U vs H

[vanessas0123]

What's the difference between delta U and delta H?

[SnehinRajkumar1L]

Delta U is the change in internal energy, whereas delta H is the change in enthalpy. I believe delta H is the total energy change, whereas delta U only accounts for the kinetic and potential energy of a system.

[205291012]

delta U is the change in internal energy versus delta H is the change in enthalpy.

[Eva Zhao 4I]

To add on, the equation we often use to relate the two is ∆U = q + w. At constant pressure, ∆H = q_p. Thus, we can rewrite the equation as ∆U = ∆H - P∆V when pressure is constant.

[Chris Tai 1B]

Moreover, we can find that deltaU = qv, which makes sense because the volume is constant (no expansion work is being done), so the change in internal energy must solely be a result of the increase of energy inputted into the system qv at a constant volume.
On the other hand, deltaH = qp, which can be derived from the equation relating both deltaU and deltaH. DeltaH = deltaU + PdeltaV, which means deltaH = q+w + PdeltaV. Since w = -PdeltaV, deltaH = q + -PdeltaV +PdeltaV, and since we're assuming that the pressure is constant from qp, we can cancel the last two terms to get deltaH = qp.

[Anish Natarajan 4G]

The change in internal energy is a summation of the enthalpy and the work done on the system so Delta U is Delta H +w

[Jesse Anderson-Ramirez 3I]

Delta U is the change in internal energy while delta H is the change in enthalpy.

[Leyna Dang 2H]

Delta U represents the change in internal energy while delta H represents the change in enthalpy.

[Leonardo Le Merle 1D]

A note on delta U being expressed the change in internal energy; (U=w+q); w is often expressed interchangeably as work done on the system and work done BY the system. For the former, it is w+q; for the latter, it is actually -w+q because the work done by the system is still positive but it results in a decrease in U.

[Tanmay Singhal 1H]

delta u is change in energy delta h is change in enthalpy

[Charlene Datu 2E]

Moreover, we can find that deltaU = qv, which makes sense because the volume is constant (no expansion work is being done), so the change in internal energy must solely be a result of the increase of energy inputted into the system qv at a constant volume.
On the other hand, deltaH = qp, which can be derived from the equation relating both deltaU and deltaH. DeltaH = deltaU + PdeltaV, which means deltaH = q+w + PdeltaV. Since w = -PdeltaV, deltaH = q + -PdeltaV +PdeltaV, and since we're assuming that the pressure is constant from qp, we can cancel the last two terms to get deltaH = qp.

Is this something we are supposed to memorize, or can this be derived from the equations given to us?

[aishwarya_atmakuri]

Delta U is change in internal energy, while delta H is change in enthalpy.

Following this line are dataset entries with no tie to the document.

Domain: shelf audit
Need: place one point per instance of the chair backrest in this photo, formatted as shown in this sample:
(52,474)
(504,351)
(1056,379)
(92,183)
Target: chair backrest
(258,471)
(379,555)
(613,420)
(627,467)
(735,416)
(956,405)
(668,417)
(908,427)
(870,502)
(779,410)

Under certain conditions, they can be equal to each other.

[Naneeta Desar 1K]

Delta U is the change in internal energy whereas delta H is change in enthalpy.

[kevinolvera1j]

delta U is change in internal energy whereas delta H is change in enthalpy.

[Chris Tai 1B]

Moreover, we can find that deltaU = qv, which makes sense because the volume is constant (no expansion work is being done), so the change in internal energy must solely be a result of the increase of energy inputted into the system qv at a constant volume.
On the other hand, deltaH = qp, which can be derived from the equation relating both deltaU and deltaH. DeltaH = deltaU + PdeltaV, which means deltaH = q+w + PdeltaV. Since w = -PdeltaV, deltaH = q + -PdeltaV +PdeltaV, and since we're assuming that the pressure is constant from qp, we can cancel the last two terms to get deltaH = qp.

Is this something we are supposed to memorize, or can this be derived from the equations given to us?

We don't necessarily have to memorize this, but it would be ideal if we understand how to derive it or explain why it is what it is. If we know how to derive the equation, then we'll naturally be able to memorize it over time.

[Alfred Barrion 2H]

Delta U is change in internal energy while delta H is a change in enthalpy.